The appearance of the vortex is wide. A spiral galaxy is an expression
for a disc shaped vortex whose opponent could be a
DNA
molecule, which describes a nearly
infinite
long thread shaped vortex. The grade of complexity becomes obvious if You
realize that large vortices are composed of smaller vortices and so on.
Imagine
the vortex that lifts the stack of leafs, this vortex is a part of a larger
system of vortices. Schauberger meant that when these vortex systems are
co-ordinated and phase together, huge
forces
are released. These forces are capable of building or condensing biological
systems and also rays of something that he named dia-magnetism. This dia-magnetism
is opposed to gravitation and explains (among other phenomena) how it is
possible for life forms on the surface of the earth to grow up in the air.
Everywhere in the nature Schauberger could see
shapes that sustain this, as he named it, multiple centripetal movement.
The beds of creeks and rivers, the gills and fins on fishes, the wings
of the birds, blood vessels and similar things, all these gives an impulse
to this type of movement. He tried to artificially generate the centripetal
movement in various types of machines. Among other devices, he designed
several prototypes of so called home power plants. These devices had conical,
twisted
tubes that were wrapped around a conical shaped body as a main component.
When these tubes are forced to rotate,
water
is sucked into the tubes in the biggest end and after being processed in
the tube it is sprayed out in a tremendous
force
on turbine vanes, mechanically connected to a generator. An other design,
an implosion machine that sucked in air that was twisted so efficiently
that the dia-magnetic field was able to lift the device with a tremendous
force.

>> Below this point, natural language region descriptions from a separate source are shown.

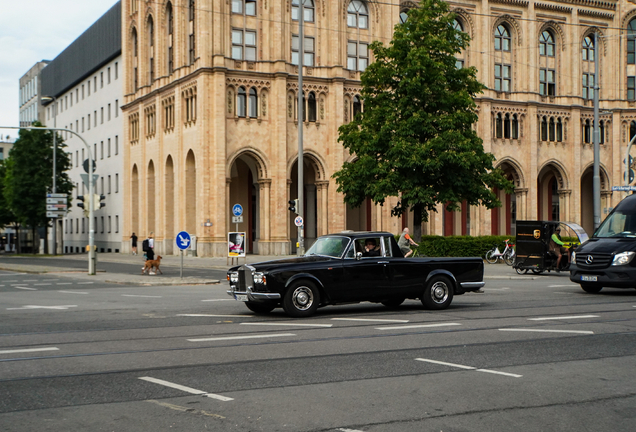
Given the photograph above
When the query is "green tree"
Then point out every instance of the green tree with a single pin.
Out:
(415, 139)
(28, 176)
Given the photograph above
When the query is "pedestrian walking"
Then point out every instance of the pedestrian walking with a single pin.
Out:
(133, 239)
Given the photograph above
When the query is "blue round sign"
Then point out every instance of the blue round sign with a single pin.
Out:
(183, 240)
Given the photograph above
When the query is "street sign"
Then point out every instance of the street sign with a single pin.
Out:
(237, 210)
(85, 165)
(85, 179)
(183, 240)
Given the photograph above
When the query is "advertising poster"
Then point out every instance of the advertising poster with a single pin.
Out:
(236, 244)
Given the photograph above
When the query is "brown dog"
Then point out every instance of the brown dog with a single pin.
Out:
(152, 264)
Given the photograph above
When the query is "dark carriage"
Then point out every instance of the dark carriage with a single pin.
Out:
(533, 251)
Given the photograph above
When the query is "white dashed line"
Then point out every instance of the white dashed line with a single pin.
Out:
(549, 331)
(186, 389)
(469, 368)
(28, 350)
(242, 337)
(417, 326)
(564, 317)
(290, 324)
(366, 319)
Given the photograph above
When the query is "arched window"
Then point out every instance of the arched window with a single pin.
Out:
(191, 39)
(499, 126)
(507, 126)
(552, 129)
(546, 44)
(311, 107)
(544, 129)
(253, 103)
(241, 102)
(502, 39)
(515, 127)
(308, 10)
(135, 62)
(357, 14)
(357, 106)
(170, 41)
(631, 42)
(151, 50)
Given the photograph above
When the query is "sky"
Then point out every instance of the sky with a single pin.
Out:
(35, 30)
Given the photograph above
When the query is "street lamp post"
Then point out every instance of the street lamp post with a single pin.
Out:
(91, 195)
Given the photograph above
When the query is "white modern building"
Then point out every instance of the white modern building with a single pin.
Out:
(84, 84)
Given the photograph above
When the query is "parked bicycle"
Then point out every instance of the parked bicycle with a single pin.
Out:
(507, 256)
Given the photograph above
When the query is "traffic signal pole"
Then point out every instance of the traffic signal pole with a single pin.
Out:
(91, 199)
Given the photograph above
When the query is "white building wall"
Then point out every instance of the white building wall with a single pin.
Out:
(91, 108)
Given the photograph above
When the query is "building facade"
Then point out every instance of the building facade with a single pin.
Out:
(210, 112)
(31, 109)
(86, 82)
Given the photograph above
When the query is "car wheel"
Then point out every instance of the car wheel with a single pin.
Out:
(592, 289)
(393, 303)
(438, 293)
(260, 307)
(490, 258)
(301, 299)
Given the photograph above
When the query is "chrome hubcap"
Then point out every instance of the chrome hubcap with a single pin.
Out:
(439, 292)
(303, 298)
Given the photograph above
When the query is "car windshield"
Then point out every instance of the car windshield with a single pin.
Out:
(333, 246)
(617, 224)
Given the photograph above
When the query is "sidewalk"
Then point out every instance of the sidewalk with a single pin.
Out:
(491, 271)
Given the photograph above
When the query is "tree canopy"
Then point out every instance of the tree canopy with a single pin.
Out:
(415, 138)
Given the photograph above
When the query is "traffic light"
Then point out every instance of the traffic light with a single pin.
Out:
(97, 201)
(293, 205)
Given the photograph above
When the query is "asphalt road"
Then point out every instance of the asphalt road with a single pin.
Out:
(531, 355)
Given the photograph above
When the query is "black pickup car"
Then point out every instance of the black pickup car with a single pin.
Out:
(351, 267)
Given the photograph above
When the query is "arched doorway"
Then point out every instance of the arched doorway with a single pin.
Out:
(169, 227)
(135, 201)
(191, 194)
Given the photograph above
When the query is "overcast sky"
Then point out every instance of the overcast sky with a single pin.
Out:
(34, 30)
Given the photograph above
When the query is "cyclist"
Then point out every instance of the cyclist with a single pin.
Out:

However, the
information
on the function and efficiency of these devices is
uncertain.
What is known, is that Schauberger had both American and Soviet eyes directed
on him. At the end of his life he was cheated, isolated and silenced by
businessmen from the US. These businessmen feared that he could threat
their business.
Problems arise when one tries to interpret the
language
used by Schauberger, as he expressed himself philosophically concerning
Nature rather than scientifically. It becomes difficult to develop a suitable
theoretical model that works when it comes to optimising the use of and
calculating the
dimensions
of vessels and pumps, for example. If one studies the freely flowing surface
of the water in a rapid, or the trumpet-shaped borderline surface at the
centre of a vortex, it becomes clear why a traditional approach becomes
very difficult when the system is heavily non-linear. Schauberger was more
interested in the system as a whole than in the details of its structure,
focusing on the shape of the
flow
in the system without knowing about the underlying mechanisms. Thus, such
an approach does not try to achieve as detailed a model as possible, but
is aiming for the simplest model that has the same fundamental characteristics
as the system. This is an approach that is closely related to that of modern
chaos
research. Here, it has been demonstrated that different and seemingly very
complex behaviour often may be represented by (ridiculously) simple models.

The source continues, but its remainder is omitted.